Forgoing Sleep to Adjust to Shift Work Schedules is a Disruptive Strategy for Nurses

April 19, 2011
A study examining the strategies nurses use to adjust between day and night sleep cycles found that as many as 25 percent of hospital nurses go without sleep for at least 24 hours in order to adjust to working on the night shift. This strategy is not effective in helping nurses’ internal clocks adjust to a nighttime schedule, researchers said.

Previous studies found that repeated incidence of circadian misalignment – the condition that occurs when individuals’ sleep/wake patterns are out of sync with their biological clocks – is not healthy. Circadian misalignment has been associated with increased risk of developing cardiovascular, metabolic and gastrointestinal disorders, some types of cancer and several mental disorders.

The way that nursing shifts have been scheduled since the nurse shortages of the 1980s makes nurses particularly susceptible to this problem. Hospital nurses who work with inpatients do so almost exclusively in 12-hour shifts. The day shift normally runs from 7 a.m. to 7 p.m. and the night shift covers 7 p.m. to 7 a.m.

Skipping Sleep
Researchers studied questionnaires from 388 nurses who work at the Vanderbilt University Medical Center. The night shift nurses at Vanderbilt typically work a schedule that includes 3 days on night shift followed by 2-5 days off, when most switch back to a normal sleep cycle. That means most of them are shifting sleep cycles as frequently as twice a week.

“I was very surprised to find that nurses’ second most frequent strategy was the ‘no sleep’ strategy that often involved staying awake for the 12 hours before starting the night shift,” said Karen Gamble, an assistant professor of psychiatry and behavioral neurobiology at the University of Alabama at Birmingham, who worked on the study as a post-doctoral fellow at Vanderbilt. “That means they are skipping sleep for at least 24 hours straight.”

The researchers identified five distinct strategies that the nurses used to adjust their circadian clocks. The most common approach, used by about half the participants, was to sleep in late on the morning before their first night shift. A small percentage maintained a nighttime schedule on their days off. The other two strategies were intermediates.

While the study’s scope did not include determining the effect sleep strategies have on nurses’ performance, several questions assessed nurses’ adaptation, including: How well-adapted they felt; how long it takes them to get out of bed; how much caffeine they use; and how likely they are to fall asleep during the day. The responses indicated that the nurses who use the sleep deprivation strategy are the most poorly adapted of the five groups.

Restful Recommendations
“Most people don’t want to work at night and those that do use what works best for them and their lifestyle,” observed co-investigator Nancy Wells, director of nursing research at Vanderbilt.
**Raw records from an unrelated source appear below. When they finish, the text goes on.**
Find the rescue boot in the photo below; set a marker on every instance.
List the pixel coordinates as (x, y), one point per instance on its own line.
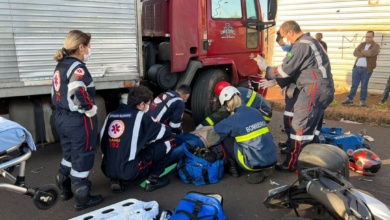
(82, 198)
(233, 168)
(64, 184)
(155, 182)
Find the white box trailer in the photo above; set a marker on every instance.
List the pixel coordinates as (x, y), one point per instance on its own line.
(30, 33)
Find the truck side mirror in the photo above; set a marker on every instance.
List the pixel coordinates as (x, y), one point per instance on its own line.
(272, 9)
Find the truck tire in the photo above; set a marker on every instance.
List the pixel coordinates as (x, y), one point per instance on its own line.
(203, 100)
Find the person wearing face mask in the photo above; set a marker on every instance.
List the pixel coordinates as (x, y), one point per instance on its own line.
(168, 108)
(73, 94)
(290, 91)
(134, 145)
(366, 55)
(308, 64)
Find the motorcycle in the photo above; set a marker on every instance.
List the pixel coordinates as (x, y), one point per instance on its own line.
(330, 194)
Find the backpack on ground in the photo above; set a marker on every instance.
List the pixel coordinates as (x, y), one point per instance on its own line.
(197, 205)
(200, 165)
(347, 142)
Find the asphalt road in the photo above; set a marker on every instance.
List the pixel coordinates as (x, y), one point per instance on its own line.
(241, 200)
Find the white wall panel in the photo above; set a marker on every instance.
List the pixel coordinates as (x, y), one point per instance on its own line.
(31, 31)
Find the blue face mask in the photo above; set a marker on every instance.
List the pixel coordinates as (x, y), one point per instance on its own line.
(286, 47)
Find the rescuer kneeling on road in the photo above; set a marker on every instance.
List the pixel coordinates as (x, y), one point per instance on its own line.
(245, 136)
(133, 145)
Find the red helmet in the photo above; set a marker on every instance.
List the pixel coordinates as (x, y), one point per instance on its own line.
(365, 162)
(219, 86)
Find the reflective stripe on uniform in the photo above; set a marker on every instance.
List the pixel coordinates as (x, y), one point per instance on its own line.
(168, 146)
(66, 163)
(252, 135)
(302, 137)
(75, 84)
(79, 174)
(317, 56)
(174, 125)
(251, 99)
(71, 106)
(165, 108)
(161, 133)
(71, 68)
(208, 119)
(288, 114)
(241, 160)
(134, 140)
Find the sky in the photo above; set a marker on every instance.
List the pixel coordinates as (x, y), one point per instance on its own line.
(263, 4)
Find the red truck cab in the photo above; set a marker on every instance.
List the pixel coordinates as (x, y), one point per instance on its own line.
(201, 42)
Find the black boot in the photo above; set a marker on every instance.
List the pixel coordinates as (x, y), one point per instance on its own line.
(233, 168)
(155, 182)
(82, 198)
(64, 184)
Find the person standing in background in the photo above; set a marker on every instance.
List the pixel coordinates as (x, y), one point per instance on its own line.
(73, 94)
(309, 65)
(385, 93)
(366, 55)
(319, 39)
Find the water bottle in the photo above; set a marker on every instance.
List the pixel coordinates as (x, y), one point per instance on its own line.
(165, 215)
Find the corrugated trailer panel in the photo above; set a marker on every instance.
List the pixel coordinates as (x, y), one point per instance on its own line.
(343, 25)
(31, 31)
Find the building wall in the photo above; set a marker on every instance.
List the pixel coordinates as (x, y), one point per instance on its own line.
(343, 24)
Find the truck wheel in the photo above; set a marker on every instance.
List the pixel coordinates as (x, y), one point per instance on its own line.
(203, 100)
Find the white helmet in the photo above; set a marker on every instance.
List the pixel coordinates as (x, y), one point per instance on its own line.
(227, 93)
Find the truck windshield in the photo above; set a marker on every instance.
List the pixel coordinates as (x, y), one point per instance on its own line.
(226, 9)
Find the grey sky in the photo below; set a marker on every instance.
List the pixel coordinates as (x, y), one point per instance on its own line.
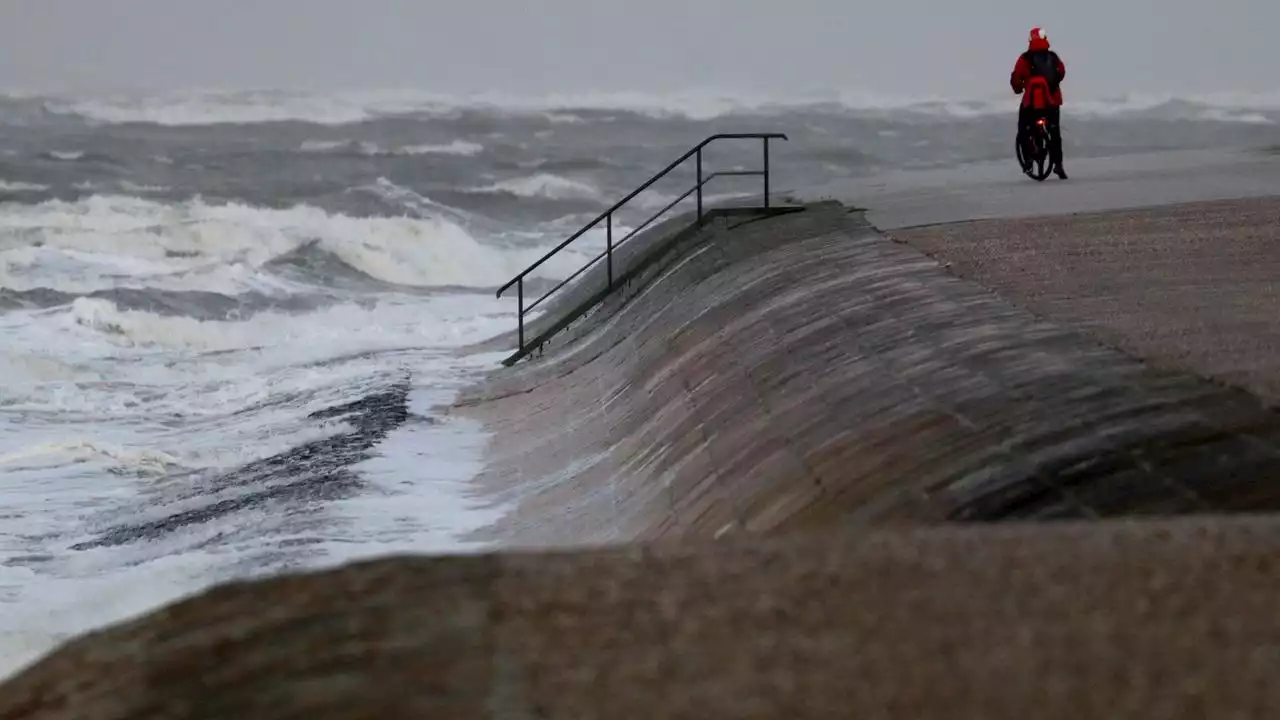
(951, 48)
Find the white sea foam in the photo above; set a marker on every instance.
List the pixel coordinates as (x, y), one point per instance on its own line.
(126, 399)
(458, 147)
(342, 108)
(544, 185)
(110, 241)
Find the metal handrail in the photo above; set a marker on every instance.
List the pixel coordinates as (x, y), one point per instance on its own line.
(607, 217)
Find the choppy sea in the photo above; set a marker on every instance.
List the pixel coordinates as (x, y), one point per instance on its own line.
(229, 320)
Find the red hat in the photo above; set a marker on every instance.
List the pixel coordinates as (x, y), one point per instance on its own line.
(1038, 40)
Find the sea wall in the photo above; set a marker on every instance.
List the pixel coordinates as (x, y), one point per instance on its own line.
(803, 372)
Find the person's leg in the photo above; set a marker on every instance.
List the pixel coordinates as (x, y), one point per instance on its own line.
(1055, 123)
(1024, 123)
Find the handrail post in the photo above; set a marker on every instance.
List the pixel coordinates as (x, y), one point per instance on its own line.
(766, 171)
(520, 295)
(699, 185)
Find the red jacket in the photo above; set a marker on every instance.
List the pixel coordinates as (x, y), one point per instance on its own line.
(1037, 90)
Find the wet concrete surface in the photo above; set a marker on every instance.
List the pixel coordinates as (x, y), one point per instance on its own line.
(805, 372)
(1193, 287)
(1171, 619)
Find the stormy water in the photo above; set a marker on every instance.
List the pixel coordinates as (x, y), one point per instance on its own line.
(231, 322)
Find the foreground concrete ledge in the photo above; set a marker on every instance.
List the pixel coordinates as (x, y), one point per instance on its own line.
(1073, 620)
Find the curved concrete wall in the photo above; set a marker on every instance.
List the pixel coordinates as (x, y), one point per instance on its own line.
(804, 370)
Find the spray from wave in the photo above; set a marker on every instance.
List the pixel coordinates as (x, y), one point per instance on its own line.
(346, 108)
(106, 241)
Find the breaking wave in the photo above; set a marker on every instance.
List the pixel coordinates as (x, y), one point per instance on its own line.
(337, 109)
(109, 241)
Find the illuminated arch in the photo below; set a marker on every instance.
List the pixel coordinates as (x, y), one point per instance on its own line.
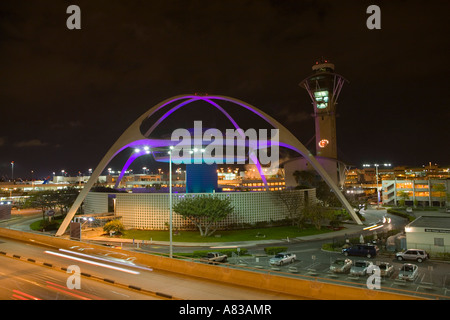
(133, 137)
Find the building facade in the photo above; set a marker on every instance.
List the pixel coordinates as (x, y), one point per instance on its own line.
(150, 211)
(416, 192)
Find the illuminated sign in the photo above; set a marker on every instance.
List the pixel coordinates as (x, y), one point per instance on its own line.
(323, 143)
(321, 99)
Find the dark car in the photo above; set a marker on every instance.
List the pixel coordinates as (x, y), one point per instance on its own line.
(362, 250)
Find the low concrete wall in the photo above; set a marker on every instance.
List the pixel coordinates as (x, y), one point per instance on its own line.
(298, 287)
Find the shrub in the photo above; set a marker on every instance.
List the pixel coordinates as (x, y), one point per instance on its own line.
(274, 250)
(228, 252)
(114, 226)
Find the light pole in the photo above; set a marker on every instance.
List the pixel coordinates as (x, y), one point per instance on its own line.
(170, 203)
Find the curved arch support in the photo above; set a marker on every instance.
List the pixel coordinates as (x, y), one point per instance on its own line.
(133, 137)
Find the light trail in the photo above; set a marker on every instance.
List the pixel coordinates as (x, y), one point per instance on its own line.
(91, 262)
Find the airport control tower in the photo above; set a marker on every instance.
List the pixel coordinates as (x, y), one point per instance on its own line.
(324, 86)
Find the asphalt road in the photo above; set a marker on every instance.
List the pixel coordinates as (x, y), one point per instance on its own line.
(117, 267)
(21, 280)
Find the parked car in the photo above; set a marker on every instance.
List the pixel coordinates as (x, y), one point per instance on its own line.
(341, 265)
(282, 258)
(386, 269)
(359, 268)
(408, 272)
(362, 250)
(418, 255)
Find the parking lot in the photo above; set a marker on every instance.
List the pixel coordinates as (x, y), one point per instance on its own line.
(432, 280)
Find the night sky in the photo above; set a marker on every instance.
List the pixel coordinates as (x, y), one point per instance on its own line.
(67, 95)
Scheduling is a very touchy issue and many nurses, particularly the younger ones, like the current system because it allows them to string together a number of days off without taking vacation, Wells added.

The researchers recommend that nurses should be advised to avoid the “no sleep” strategy when working nights and suggest that hospitals re-evaluate the way that they schedule nurses to reduce the frequency with which nurses switch sleep schedules.

The study results appear in Public Library of Science One.